Have you ever found yourself watching a movie and something happens that forces you to need to press the pause button? The phone rings, someone needs a bathroom break or a snack refill. Or mid-movie, one of your children wake up and needs another hug or glass of water. It happens to all of us at one point in time. Both loved and hated, the pause button brings everything to a screeching halt, freezing in time and locking in motion the screen's image.
Life suddenly, instantly, unexpectedly hit the pause button in my world at the beginning of this year. A routine mammogram (which happened to be my first) turned into a suspected "something," that turned into a biopsy showing I had a cancerous lump in my right breast. Big pause in life.
I rang in the new year facing a lumpectomy and some serious down time ahead. This was not a pause I had expected or planned. It hit me full in the face like a bucket of ice water thrown at me, shocking, chilling, startling me from my healthy state of life. Stunned, I spent the two weeks before and after Christmas when I received my diagnosis walking around in a daze. I asked God many honest, gut-wrenching questions. How could this be happening? What did I do wrong? Why didn't You prevent this or at least warn me?
Quietly and gently God reminded me of something. I went to my journal and looked at the dates. He was right. He had been preparing me for this season, for this unexpected life-event. I counted nearly 20 times where He had spoken to me through Scripture given to me from a friend, a coffee mug, a computer screen at work, a blog post, a book, a conversation. I was stunned. I looked back over my journal and saw countless entries from mid-2016 to the end of 2017 where God had so graciously been teaching me this truth: Be still and know that I am God.
During this year, there have been multiple starts and stops, pauses and plays to this season. After surgery, there was a month of radiation treatments that drained my body of any energy I had left. Then came horrible menstrual periods for three months that led to further loss of energy and the ability to function causing me to become severely anemic and needing iron IVs, a blood transfusion, and ultimately a hysterectomy. More pauses, more down time, more healing.
But God has so very graciously continued to teach me what I needed to learn. I am very independent and self-reliant to the point of sin, so this has been a very trying time for me. God has been teaching me to not only be still but to lose all self-reliance and independence turning that desire to control and do and take care of into complete dependence upon Him.
When life hits the pause button, you learn to be still and know or you fight it tooth and toenail and become weary, bitter, and discouraged.

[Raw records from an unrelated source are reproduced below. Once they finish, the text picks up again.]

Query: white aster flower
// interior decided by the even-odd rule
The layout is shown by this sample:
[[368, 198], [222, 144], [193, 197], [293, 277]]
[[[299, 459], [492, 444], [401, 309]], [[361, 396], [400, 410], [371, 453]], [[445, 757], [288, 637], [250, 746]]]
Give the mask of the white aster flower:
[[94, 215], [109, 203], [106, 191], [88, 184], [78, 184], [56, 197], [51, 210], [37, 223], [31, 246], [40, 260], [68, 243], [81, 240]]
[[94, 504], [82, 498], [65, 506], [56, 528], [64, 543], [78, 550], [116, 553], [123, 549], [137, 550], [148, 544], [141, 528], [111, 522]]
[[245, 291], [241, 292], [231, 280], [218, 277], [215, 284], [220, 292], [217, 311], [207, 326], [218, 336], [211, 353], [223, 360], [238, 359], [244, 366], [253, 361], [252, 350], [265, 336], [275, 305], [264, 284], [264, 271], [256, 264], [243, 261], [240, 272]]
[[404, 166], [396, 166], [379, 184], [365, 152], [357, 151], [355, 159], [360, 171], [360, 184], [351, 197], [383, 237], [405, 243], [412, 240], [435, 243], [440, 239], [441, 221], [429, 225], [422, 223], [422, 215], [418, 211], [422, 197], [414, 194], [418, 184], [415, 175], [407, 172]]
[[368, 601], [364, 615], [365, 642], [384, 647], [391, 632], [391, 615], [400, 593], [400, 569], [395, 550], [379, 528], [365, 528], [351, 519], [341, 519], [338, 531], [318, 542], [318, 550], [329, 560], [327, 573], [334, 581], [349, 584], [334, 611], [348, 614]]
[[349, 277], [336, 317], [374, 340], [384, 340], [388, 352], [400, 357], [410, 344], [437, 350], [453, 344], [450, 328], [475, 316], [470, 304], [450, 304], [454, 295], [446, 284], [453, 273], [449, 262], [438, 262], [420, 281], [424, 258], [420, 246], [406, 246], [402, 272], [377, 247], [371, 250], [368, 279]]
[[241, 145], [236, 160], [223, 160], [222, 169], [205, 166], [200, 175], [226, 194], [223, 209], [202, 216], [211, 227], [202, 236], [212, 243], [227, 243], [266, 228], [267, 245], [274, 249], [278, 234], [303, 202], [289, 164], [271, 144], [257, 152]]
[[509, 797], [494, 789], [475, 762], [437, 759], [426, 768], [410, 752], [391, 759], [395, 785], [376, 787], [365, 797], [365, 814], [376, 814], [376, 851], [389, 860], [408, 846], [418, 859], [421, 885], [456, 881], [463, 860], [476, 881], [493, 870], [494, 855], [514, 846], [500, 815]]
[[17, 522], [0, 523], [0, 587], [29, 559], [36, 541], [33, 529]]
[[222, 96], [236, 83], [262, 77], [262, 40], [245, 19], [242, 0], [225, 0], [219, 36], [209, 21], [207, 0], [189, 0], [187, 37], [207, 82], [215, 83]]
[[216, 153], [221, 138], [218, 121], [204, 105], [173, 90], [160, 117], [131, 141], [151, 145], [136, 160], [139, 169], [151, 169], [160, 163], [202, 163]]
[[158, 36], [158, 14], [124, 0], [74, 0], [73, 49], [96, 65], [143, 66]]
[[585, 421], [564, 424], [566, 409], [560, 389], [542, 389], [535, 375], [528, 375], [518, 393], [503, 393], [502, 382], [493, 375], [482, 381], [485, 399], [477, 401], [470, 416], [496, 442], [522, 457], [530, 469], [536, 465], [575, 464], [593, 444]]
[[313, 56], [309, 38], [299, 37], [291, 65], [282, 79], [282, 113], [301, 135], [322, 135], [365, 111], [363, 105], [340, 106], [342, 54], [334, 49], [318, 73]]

God's way is so much more pleasant. I gave in and gave up, which is what He has wanted all along, and I asked Him to teach me how to be still and make the best of the pause. In His patience, He has and still is teaching me how to handle this season.

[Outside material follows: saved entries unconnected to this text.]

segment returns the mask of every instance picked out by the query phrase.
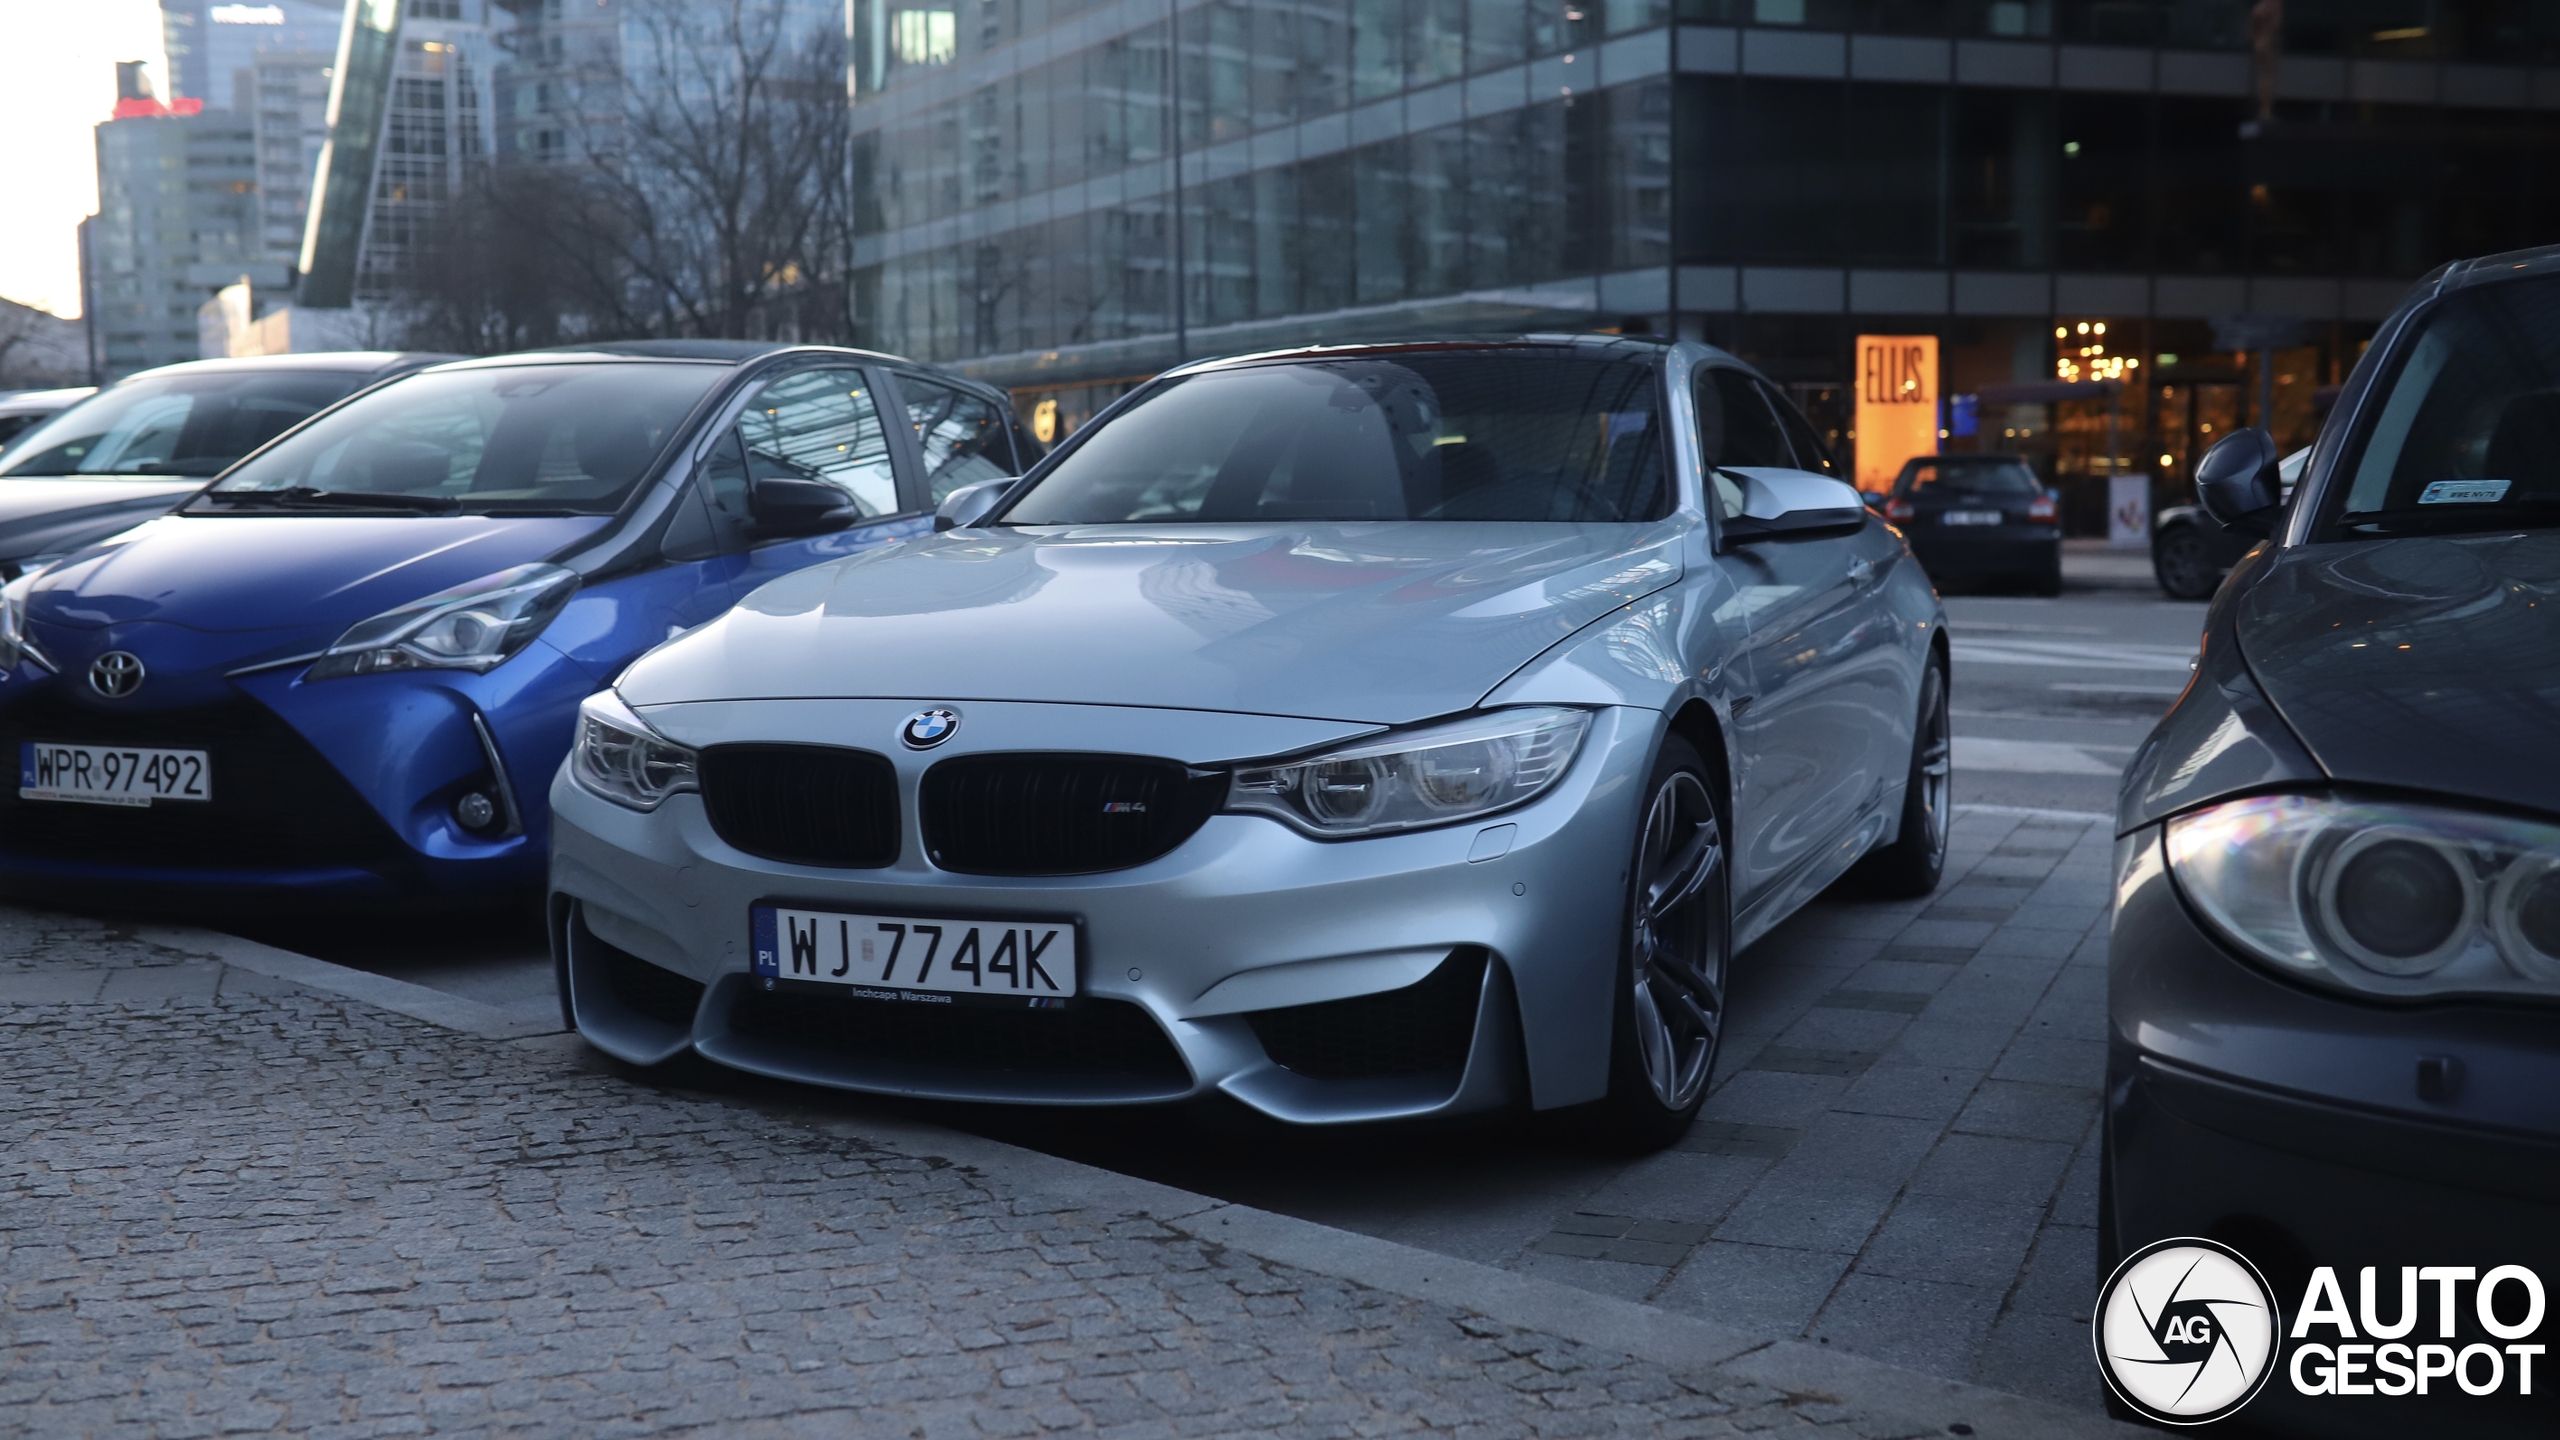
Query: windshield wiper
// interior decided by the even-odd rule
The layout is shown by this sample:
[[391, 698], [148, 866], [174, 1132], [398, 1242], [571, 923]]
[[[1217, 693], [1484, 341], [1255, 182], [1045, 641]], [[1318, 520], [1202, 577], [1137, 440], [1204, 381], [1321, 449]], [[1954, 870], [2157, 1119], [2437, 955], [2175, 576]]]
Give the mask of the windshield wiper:
[[401, 495], [390, 491], [315, 490], [287, 485], [281, 490], [208, 490], [204, 498], [217, 505], [265, 505], [277, 509], [303, 505], [349, 510], [409, 510], [421, 515], [450, 515], [462, 502], [445, 495]]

Here are six things God has shown me when life hits the pause button:
1. Choose to BE STILL and KNOW He is God. The "be still" part is a choice, a decision to stop and know and trust in a good God. It's a choice to dig deeper and get to know God better, based on His timeless character and not on our circumstances (Psalm 37:7, 46:10).

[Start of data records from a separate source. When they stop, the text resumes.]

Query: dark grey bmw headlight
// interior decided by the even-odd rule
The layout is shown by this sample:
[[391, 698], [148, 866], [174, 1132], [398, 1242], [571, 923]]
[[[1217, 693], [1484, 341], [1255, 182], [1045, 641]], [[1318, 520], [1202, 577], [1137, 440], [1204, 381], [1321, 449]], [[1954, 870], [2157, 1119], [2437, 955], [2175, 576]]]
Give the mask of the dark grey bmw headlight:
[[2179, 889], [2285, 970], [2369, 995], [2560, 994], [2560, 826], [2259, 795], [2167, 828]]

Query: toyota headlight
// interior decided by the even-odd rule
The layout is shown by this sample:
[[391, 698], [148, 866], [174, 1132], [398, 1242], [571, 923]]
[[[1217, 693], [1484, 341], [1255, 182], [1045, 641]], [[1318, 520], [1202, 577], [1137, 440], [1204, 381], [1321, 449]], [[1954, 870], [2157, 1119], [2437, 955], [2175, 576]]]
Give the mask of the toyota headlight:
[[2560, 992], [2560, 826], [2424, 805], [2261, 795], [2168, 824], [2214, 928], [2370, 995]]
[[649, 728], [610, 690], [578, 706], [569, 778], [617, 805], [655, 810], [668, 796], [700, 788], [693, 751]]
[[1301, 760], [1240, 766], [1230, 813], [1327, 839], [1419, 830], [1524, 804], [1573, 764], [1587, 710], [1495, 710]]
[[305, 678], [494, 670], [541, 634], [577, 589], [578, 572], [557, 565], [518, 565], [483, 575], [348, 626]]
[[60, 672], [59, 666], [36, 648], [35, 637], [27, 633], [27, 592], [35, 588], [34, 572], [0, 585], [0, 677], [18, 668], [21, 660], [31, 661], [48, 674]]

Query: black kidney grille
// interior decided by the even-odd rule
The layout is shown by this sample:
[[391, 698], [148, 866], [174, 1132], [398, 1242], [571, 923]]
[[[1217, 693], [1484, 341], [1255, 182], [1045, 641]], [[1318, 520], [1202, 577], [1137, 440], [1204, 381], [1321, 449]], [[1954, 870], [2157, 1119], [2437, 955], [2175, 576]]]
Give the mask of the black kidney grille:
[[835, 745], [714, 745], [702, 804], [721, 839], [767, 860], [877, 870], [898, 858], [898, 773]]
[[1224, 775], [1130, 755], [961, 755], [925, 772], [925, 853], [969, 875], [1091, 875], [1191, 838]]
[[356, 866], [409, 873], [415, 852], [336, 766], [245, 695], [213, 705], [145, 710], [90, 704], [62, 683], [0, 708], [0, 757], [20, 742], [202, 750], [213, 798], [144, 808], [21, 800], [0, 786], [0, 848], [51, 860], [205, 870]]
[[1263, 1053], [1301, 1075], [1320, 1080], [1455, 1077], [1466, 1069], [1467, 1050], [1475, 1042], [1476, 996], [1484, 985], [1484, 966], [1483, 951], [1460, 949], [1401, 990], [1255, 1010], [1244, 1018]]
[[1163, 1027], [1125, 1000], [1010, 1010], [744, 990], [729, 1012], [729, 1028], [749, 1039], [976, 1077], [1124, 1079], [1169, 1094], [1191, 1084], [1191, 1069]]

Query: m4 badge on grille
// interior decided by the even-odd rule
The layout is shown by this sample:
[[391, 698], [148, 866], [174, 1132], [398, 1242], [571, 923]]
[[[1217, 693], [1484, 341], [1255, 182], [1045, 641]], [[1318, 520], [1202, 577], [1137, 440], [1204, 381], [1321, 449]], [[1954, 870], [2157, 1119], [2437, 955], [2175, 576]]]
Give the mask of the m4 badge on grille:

2. Accept God's invitation to hide in Him. He is our refuge, our safe place, our fortress in times of trouble and trials. The book of Psalms is full of invitations to run to Him and hide within the safety of His presence (Psalm 7, 9:9, 34:22, 46:1-3, 57:1-2, 61:1-4).
3. Cultivate a heart of thanksgiving and praise. Remind yourself of the truths about God, that He is good even though life or circumstances often are not. Thank Him for His goodness, love, peace, and life (Psalm 100:4-5, 103:1-5, 106:1, 108:3-4).
4. Choose to trust God in this season. He sees our past, present, and future. He's the Author of our story, the One who holds our days in His hands (Psalm 27:1, 28:7-8, 37:3, 46:5, 62:6-8, 73:23-28).
5. Wait on God. This seems like the hardest thing to do at times, but it can prove to be the most rewarding. Waiting on God removes the pressure off of us to make something happen. He is always working, even though we may not be able to see what He is up to Psalm 27:14, Isaiah 40:27-31).
6. Rest in God and cease from striving. Rest means so much more than napping or sleeping or ceasing from work. It is an inner rest that God invites us to, a rest of the soul that must take place in seasons of pause. It ends the inner fight, the soul-battle, and allows for peace and hope to take center stage (Psalm 27:14, Matthew 11:28-30).
During the pause, take heart, dear woman. God has you in the palm of His great big hand. He sees all that has come to a standstill, He knows the outcome, and He is so very trustworthy. Life will inevitably hit the pause button, but God will see you through this season of intermission. Be still and know. Hide in Him. Thank God for His goodness, and trust in His faithfulness. And while you're waiting on Him, rest in His arms of unending love, comfort, and strength.